Vergangenen Dienstag hat ein skurriles Gerichtsurteil für Kopfschütteln gesorgt. Weil sie zu viel Abfall mitgenommen und dies nicht ihrem Vorgesetzten gemeldet hatten, wurden in Wien drei Müllmänner wegen Amtsmissbrauchs - nicht rechtskräftig - zu je drei Monaten bedingter Haft verurteilt. Im Interview mit Conny Bischofberger packt einer der drei Verurteilten, Josef Wimmer (Bild), aus.

Altlichtenwarth im Weinviertel, zehn Minuten von der tschechischen Grenze entfernt. Josef Wimmer (61) erwartet uns im orangen Arbeitsgewand der Wiener Müllabfuhr. "Ich hab's mir von einem Kollegen ausgeborgt", erklärt er fast schuldbewusst. Als fristlos Entlassener hat er eigentlich kein Recht mehr, es zu tragen.

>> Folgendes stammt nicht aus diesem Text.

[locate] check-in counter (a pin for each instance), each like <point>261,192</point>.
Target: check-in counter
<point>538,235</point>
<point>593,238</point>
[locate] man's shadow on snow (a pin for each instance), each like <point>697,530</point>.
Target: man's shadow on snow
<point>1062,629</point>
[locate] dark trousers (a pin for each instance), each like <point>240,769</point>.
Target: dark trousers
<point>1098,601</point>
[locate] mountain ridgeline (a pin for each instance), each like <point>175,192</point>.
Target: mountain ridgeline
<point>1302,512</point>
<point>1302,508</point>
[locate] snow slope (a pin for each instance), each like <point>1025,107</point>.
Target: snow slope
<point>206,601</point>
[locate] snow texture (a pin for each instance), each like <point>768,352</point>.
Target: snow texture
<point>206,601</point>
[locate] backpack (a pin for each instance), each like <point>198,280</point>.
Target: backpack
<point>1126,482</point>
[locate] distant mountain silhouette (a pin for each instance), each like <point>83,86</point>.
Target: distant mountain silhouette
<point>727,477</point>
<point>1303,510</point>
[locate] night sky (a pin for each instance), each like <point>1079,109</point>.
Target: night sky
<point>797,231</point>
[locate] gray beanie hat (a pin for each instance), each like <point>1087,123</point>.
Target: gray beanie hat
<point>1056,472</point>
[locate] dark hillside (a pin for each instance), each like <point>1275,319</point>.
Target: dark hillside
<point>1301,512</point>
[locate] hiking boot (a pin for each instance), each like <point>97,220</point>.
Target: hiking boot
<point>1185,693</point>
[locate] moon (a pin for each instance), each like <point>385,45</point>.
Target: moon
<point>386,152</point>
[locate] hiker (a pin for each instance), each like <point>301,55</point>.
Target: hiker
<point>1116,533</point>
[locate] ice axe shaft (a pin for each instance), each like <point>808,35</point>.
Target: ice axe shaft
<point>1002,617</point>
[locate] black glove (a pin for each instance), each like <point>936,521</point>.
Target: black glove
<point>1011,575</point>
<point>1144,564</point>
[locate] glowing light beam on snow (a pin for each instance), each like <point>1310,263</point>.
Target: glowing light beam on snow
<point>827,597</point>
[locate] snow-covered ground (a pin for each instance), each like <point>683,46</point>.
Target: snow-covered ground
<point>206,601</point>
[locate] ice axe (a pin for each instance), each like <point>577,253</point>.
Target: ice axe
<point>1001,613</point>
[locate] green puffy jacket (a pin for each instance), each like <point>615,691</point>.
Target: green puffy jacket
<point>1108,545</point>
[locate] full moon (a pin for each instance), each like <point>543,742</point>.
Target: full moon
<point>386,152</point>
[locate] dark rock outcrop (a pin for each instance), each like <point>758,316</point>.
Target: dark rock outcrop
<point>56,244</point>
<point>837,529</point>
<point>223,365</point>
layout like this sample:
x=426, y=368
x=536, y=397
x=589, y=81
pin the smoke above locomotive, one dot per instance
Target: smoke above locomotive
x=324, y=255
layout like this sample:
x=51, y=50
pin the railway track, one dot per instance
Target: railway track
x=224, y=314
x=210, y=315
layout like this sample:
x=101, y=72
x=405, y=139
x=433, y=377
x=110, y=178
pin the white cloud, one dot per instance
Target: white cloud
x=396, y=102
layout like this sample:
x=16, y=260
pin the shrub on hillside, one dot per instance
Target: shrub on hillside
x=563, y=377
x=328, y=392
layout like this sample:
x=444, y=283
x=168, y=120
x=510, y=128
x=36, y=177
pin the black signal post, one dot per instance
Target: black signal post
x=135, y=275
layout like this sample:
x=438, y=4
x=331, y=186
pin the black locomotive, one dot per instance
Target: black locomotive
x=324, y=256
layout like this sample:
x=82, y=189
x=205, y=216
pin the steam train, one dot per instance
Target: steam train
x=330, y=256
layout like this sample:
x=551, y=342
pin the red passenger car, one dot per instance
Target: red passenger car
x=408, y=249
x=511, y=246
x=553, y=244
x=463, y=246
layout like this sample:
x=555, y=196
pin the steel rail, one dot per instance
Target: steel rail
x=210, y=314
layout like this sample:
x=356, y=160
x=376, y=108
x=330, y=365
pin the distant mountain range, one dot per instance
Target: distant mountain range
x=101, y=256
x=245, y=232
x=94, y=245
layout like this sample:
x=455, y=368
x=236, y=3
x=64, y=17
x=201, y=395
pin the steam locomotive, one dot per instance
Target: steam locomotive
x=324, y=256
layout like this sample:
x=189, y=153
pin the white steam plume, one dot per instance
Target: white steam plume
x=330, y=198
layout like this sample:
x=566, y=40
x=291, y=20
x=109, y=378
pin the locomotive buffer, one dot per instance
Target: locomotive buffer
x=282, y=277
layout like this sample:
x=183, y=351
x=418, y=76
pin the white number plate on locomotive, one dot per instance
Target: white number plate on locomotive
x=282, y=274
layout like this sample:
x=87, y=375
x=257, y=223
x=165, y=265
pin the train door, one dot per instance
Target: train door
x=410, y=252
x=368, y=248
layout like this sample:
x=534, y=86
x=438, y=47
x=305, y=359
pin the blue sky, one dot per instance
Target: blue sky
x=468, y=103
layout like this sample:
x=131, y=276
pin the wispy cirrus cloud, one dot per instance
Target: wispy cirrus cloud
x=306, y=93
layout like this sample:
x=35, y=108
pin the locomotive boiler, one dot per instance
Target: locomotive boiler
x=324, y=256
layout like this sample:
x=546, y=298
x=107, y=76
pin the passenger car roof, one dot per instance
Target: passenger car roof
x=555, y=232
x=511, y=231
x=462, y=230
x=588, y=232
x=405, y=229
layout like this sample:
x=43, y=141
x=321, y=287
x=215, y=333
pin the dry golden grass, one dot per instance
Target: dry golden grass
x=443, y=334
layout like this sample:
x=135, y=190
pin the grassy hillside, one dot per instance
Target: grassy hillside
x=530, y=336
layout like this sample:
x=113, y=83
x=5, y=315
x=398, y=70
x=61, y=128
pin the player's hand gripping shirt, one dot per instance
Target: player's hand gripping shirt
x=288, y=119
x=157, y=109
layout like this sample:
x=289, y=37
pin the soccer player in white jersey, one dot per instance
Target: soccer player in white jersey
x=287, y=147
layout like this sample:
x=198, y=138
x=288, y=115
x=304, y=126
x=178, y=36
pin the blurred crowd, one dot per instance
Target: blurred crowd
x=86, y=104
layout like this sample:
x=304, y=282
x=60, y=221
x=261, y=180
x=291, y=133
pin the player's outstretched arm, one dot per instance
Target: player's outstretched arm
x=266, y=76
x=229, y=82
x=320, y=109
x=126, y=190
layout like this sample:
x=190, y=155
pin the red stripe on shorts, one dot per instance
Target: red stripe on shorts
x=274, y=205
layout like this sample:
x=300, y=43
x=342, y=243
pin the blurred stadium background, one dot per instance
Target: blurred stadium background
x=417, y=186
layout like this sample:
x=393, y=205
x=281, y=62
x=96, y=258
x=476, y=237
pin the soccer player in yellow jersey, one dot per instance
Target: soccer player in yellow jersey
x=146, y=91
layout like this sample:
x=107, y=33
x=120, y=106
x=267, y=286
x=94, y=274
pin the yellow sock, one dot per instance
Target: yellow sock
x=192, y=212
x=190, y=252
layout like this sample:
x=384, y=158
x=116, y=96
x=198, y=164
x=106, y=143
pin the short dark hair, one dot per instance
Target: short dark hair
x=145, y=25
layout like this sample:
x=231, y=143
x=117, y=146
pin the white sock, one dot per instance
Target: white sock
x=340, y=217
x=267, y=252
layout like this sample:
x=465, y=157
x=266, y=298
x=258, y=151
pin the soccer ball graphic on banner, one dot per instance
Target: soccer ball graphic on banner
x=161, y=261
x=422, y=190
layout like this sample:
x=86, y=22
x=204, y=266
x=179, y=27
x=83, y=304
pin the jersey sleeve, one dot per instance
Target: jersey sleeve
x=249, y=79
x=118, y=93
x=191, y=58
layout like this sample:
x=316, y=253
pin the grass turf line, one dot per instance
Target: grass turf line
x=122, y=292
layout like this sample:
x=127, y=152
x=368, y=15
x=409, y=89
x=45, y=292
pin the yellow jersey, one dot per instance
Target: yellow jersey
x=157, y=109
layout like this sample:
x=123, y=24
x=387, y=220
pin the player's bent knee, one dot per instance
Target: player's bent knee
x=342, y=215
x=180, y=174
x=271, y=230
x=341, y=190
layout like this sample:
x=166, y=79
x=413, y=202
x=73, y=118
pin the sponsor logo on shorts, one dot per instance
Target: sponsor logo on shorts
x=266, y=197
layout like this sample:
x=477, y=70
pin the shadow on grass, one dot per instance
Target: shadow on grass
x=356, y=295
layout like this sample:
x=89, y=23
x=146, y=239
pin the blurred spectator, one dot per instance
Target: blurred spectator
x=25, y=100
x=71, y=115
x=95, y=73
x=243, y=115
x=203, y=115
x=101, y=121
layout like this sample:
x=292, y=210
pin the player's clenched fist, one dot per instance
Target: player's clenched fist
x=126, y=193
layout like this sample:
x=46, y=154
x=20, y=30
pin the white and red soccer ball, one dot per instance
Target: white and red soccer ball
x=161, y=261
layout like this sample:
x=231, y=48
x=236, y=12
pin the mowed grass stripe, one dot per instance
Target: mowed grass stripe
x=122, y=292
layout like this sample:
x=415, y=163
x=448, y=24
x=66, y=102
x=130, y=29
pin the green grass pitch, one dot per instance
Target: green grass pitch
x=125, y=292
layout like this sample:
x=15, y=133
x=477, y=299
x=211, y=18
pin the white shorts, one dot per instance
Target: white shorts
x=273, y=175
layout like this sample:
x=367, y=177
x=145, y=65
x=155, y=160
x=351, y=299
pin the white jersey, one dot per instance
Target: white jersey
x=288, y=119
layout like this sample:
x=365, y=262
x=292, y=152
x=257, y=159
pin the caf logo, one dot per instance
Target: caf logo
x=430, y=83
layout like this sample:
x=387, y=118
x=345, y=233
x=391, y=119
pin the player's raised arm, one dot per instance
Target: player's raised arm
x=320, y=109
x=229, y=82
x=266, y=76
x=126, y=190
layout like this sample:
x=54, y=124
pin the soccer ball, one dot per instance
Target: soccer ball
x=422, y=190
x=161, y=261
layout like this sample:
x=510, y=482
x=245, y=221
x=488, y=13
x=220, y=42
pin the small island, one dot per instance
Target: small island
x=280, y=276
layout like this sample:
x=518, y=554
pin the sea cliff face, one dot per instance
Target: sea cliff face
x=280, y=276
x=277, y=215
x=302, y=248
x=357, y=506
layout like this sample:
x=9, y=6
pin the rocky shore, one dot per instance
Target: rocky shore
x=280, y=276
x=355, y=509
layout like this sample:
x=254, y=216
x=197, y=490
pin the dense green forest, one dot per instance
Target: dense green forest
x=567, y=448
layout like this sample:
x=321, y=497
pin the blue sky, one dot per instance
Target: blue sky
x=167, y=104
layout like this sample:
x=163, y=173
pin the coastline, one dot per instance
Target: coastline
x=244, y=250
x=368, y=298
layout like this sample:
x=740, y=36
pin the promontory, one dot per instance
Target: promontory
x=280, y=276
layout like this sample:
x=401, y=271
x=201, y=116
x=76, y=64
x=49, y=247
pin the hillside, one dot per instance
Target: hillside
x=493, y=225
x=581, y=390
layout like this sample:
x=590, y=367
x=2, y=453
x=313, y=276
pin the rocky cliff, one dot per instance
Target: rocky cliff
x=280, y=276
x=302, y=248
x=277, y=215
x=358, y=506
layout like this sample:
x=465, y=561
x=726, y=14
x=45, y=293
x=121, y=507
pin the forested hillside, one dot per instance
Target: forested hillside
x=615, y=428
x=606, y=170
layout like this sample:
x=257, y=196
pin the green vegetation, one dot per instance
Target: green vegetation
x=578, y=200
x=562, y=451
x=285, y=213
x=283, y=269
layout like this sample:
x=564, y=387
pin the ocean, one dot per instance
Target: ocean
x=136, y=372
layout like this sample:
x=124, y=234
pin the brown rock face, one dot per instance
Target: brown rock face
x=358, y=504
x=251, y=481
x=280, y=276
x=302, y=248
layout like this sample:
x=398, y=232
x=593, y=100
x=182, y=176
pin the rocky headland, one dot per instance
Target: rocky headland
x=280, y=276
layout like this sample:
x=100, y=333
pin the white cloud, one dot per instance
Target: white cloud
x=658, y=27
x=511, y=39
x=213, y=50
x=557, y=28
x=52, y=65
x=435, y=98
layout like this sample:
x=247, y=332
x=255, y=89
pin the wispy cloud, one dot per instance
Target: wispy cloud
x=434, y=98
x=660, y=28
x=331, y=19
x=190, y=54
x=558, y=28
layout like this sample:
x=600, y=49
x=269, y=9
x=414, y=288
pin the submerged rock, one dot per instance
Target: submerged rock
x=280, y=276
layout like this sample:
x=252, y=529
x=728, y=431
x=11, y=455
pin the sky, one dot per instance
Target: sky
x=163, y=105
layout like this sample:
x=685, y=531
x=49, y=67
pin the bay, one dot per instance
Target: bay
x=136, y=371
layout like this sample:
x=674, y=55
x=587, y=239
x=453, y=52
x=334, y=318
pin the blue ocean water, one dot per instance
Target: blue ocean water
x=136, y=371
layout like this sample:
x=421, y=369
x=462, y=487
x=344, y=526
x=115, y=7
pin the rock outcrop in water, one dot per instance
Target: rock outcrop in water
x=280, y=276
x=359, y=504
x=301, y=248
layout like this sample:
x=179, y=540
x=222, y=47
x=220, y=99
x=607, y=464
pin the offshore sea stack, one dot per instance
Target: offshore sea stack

Im kleinen Häuschen mit Garten verbringt der Wiener - nach 23 Dienstjahren bei der MA 48 - seine Zwangspension. An einer Steinmauer hängen Emailschilder, die er vor der Verschrottung gerettet hat. "Wär doch schad' drum gewesen", findet er. Als Mistkübler entwickle man mit der Zeit eine Liebe zu Gegenständen, die keiner mehr braucht.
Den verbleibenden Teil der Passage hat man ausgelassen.